Pour l’église, nous avons failli nous étrangler. Elle voulait leur paroisse, je voulais la nôtre. On se disputait la musique, la liste des invités, le plan de table… tout était prétexte à discussion.
Mais plus nous faisions pression, plus Kira et Marcus se rapprochaient. Au lieu de voir leurs différences, ils se serraient l’un contre l’autre, comme soudés par notre opposition.
Alors nous avons décidé d’être plus « stratégiques ».
J’ai organisé un déjeuner « sans importance » pour Kira avec le fils d’un collègue : un garçon poli, bien installé professionnellement, venant d’une famille que je jugeais « rassurante ».
Pendant ce temps, Betty arrangeait une rencontre entre Marcus et une jeune femme de leur église, qu’elle considérait comme « plus adaptée ».
Évidemment, nous n’appelions pas ça des rendez-vous. Non, officiellement, c’étaient de simples rencontres fortuites.
Un soir, nous nous sommes retrouvés chez Betty et Rod. Bradley et moi étions arrivés en avance.
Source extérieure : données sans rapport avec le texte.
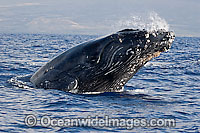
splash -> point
(152, 21)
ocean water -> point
(167, 87)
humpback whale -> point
(105, 64)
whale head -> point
(105, 64)
(114, 60)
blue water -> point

Betty et moi chuchotions dans la cuisine, peaufinant nos manigances, quand j’ai remarqué quelque chose d’incongru : dans le salon, Bradley et Rod riaient comme deux vieux amis, devant un match, une bière à la main.
Plus tard, lorsque j’ai réussi à me retrouver seule avec Bradley, je lui ai lancé à mi-voix :
— Qu’est-ce qui se passe, là ?
Il haussa les épaules.
— Rien. On regarde le match, c’est tout. Rod est sympa. On supporte la même équipe.
Je le fusillai du regard.
— Tu étais censé être de mon côté.
— Je suis là, non ? répondit-il simplement, en buvant une nouvelle gorgée.
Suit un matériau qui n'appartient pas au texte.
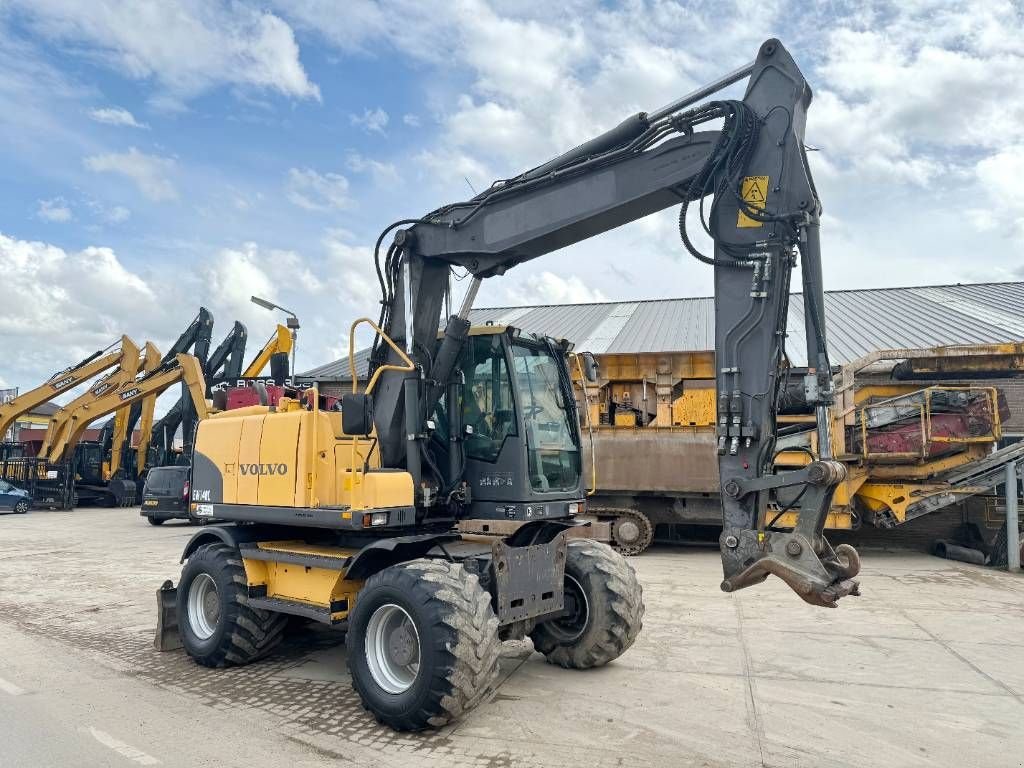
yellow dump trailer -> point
(916, 428)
À cet instant, la porte d’entrée s’ouvrit brusquement. Des pas décidés résonnèrent dans le couloir.
Mon cœur se serra. Je rejoignis le salon en hâte. Betty était déjà plantée au milieu de la pièce, les bras croisés, le visage fermé.
Kira et Marcus étaient debout en face de nous, la colère dans les yeux.
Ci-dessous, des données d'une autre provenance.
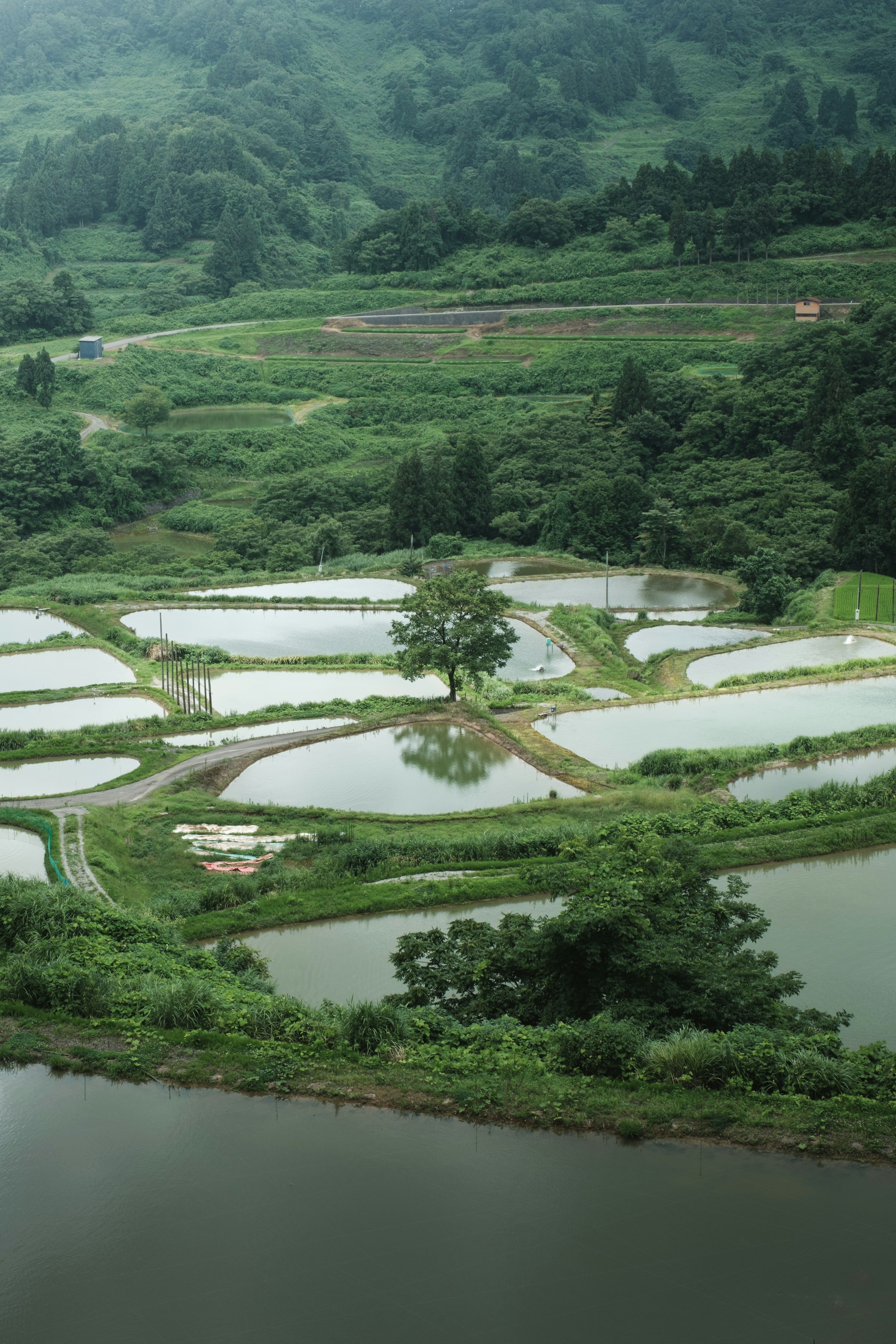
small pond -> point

— Vous êtes complètement dingues ! lâcha Marcus, la voix brisée par l’indignation.
Kira se tourna vers moi, les joues rouges.
— Notre mariage a lieu dans une semaine et tu essayes de me refourguer à un autre homme ?!
Je voulus parler, mais Betty me devança :
— On voulait juste ce qu’il y a de mieux pour toi.
Kira éclata d’un rire sans joie.
— *Le mieux pour moi* ? Vous pensez vraiment que mentir, manipuler et me faire honte, c’est ce qu’il y a de mieux ?
Je pris une grande inspiration.
— Vous pourriez tous les deux trouver quelqu’un de plus… approprié, dis-je d’un ton que je croyais posé.
Kira se raidit.
— Je me fiche de la couleur de peau. J’aime Marcus. C’est avec lui que je veux être.
Marcus fit un pas en avant.
— Et moi, j’aime Kira. Je ne veux personne d’autre.
Je regardai Betty, elle me rendit mon regard. Nous n’avions plus rien à dire.
— On pensait vraiment bien faire, murmurai-je finalement.
— Moi aussi, répondit Betty en baissant les yeux.
Kira secoua la tête, un rictus amer sur les lèvres.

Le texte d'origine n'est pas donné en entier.